Multi-Modal Knowledge Graph Construction and Application: A Survey
It provides a comprehensive overview for researchers and practitioners working on knowledge engineering and multi-modal AI, but is incremental as it synthesizes existing work rather than introducing new methods.
This survey addresses the limitation of symbolic knowledge graphs by exploring multi-modal knowledge graphs (MMKGs) that integrate text and images to enhance machine understanding of the real world, reviewing challenges, progress, and applications in the field.

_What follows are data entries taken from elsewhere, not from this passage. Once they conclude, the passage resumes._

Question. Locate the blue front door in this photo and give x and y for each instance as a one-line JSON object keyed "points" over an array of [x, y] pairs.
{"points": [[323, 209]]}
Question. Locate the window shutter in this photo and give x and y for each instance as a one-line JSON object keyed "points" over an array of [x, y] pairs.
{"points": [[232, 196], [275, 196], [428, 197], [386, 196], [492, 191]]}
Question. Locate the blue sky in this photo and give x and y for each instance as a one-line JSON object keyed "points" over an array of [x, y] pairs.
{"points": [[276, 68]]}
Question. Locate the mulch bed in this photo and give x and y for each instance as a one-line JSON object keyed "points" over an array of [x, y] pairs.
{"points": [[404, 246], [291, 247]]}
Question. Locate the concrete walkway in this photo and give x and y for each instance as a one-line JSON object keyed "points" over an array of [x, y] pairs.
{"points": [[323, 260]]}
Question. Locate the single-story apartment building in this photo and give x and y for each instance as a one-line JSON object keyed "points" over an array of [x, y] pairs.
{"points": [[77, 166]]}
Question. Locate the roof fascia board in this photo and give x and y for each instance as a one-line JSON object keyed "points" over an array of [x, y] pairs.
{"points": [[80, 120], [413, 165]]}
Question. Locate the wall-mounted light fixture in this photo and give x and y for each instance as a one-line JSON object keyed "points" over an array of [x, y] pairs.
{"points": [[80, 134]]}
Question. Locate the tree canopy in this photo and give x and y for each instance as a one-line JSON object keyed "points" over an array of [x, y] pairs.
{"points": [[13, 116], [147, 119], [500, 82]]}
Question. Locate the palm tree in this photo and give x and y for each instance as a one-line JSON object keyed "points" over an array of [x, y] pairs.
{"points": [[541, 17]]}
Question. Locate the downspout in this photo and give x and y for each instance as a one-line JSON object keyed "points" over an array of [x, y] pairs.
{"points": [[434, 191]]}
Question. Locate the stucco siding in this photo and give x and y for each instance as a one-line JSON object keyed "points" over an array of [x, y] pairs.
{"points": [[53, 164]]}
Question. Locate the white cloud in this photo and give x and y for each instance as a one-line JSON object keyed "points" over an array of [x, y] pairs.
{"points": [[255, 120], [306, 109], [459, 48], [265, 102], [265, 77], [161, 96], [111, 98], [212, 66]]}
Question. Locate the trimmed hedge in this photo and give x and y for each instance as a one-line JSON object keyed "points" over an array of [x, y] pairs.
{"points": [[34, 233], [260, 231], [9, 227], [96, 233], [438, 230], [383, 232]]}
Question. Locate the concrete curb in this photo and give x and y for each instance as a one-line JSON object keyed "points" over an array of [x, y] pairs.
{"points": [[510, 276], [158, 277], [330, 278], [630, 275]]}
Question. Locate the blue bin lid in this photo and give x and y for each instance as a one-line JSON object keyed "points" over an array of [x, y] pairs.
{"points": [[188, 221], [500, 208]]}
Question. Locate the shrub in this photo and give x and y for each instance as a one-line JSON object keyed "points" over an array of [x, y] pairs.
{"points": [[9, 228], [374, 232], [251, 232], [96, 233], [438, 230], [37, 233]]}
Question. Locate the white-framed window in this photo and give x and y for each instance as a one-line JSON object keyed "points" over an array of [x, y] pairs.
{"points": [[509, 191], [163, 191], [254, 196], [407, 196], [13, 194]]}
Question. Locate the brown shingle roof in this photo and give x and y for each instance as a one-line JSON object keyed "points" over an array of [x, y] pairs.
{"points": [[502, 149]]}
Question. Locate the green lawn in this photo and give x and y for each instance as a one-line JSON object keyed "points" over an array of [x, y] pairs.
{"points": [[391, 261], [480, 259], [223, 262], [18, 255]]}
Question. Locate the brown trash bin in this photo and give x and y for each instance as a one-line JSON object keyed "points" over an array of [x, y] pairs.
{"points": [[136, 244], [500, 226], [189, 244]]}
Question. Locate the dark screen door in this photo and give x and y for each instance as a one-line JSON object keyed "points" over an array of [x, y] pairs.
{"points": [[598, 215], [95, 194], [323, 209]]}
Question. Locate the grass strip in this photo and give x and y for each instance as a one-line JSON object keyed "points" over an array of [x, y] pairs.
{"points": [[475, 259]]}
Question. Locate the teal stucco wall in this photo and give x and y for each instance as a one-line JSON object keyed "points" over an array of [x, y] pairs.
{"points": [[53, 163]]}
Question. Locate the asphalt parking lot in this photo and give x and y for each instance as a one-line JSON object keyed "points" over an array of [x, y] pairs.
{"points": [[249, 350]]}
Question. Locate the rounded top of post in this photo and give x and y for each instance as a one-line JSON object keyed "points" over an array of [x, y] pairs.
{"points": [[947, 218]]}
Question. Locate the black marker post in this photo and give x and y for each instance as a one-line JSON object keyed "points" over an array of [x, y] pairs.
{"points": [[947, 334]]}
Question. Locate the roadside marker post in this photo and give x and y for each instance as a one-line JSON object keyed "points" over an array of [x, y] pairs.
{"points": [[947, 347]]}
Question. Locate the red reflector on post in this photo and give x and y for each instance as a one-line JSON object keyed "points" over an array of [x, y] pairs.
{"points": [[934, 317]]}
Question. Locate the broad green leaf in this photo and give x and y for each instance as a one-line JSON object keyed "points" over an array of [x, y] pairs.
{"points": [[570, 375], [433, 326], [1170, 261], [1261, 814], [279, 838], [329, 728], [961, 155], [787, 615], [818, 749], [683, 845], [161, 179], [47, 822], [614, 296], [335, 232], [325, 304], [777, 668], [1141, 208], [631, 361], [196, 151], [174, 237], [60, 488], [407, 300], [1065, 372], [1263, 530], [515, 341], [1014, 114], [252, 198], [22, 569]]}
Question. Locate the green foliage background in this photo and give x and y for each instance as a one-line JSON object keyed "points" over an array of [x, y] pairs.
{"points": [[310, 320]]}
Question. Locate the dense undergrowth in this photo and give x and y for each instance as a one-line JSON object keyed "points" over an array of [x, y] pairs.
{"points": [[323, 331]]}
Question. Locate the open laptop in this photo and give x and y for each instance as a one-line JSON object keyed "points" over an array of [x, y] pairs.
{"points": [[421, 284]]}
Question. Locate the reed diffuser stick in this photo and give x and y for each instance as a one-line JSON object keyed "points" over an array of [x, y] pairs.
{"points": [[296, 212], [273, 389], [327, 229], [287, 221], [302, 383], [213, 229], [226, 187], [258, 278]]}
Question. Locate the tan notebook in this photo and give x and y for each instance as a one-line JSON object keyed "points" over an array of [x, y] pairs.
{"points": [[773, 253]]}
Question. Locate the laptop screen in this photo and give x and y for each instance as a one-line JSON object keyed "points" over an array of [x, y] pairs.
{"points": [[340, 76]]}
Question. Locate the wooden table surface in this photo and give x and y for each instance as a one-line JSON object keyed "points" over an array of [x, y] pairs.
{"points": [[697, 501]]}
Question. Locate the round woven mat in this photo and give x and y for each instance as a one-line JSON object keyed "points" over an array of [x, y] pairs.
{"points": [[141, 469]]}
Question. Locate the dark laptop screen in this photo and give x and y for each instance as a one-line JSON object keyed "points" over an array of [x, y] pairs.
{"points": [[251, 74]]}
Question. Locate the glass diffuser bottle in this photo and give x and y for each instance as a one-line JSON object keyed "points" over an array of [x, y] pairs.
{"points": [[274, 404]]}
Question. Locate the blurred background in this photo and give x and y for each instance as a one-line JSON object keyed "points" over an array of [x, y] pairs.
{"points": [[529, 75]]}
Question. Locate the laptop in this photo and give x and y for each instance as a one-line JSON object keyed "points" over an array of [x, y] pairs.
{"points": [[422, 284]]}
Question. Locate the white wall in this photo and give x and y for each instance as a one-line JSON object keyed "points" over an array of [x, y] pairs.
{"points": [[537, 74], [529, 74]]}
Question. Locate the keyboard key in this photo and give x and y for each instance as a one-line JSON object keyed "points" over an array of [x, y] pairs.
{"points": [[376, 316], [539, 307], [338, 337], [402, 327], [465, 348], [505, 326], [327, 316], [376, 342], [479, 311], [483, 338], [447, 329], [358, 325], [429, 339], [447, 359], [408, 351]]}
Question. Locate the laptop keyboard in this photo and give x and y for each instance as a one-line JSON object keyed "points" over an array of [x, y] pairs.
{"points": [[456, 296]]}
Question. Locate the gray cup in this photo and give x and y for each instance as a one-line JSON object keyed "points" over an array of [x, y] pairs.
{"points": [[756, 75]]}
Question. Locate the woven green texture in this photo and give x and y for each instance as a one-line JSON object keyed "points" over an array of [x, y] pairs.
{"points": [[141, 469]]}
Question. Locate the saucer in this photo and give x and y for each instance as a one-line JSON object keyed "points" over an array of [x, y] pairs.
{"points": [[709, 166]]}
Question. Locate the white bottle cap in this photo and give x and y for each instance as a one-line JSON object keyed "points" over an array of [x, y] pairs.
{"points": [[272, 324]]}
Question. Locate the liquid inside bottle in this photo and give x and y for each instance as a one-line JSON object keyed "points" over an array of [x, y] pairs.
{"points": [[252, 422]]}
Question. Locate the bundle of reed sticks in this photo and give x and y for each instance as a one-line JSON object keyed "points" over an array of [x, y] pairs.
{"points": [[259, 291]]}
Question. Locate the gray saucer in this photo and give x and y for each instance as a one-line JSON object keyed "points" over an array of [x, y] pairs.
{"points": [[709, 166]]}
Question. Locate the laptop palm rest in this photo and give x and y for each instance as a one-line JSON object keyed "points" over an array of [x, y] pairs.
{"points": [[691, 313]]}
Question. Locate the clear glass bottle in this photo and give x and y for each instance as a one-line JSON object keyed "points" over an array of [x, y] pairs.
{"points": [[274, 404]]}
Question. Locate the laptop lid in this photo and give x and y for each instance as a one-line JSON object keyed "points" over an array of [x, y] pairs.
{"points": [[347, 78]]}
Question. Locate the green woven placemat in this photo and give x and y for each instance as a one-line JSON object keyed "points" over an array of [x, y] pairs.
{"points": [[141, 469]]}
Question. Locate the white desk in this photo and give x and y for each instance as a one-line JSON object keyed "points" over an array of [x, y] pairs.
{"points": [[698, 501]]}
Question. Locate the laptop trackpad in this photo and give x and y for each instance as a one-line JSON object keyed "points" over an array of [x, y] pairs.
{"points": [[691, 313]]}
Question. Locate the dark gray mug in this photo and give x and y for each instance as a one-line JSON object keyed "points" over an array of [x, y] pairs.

Recent years have witnessed the resurgence of knowledge engineering which is featured by the fast growth of knowledge graphs. However, most of existing knowledge graphs are represented with pure symbols, which hurts the machine's capability to understand the real world. The multi-modalization of knowledge graphs is an inevitable key step towards the realization of human-level machine intelligence. The results of this endeavor are Multi-modal Knowledge Graphs (MMKGs). In this survey on MMKGs constructed by texts and images, we first give definitions of MMKGs, followed with the preliminaries on multi-modal tasks and techniques. We then systematically review the challenges, progresses and opportunities on the construction and application of MMKGs respectively, with detailed analyses of the strength and weakness of different solutions. We finalize this survey with open research problems relevant to MMKGs.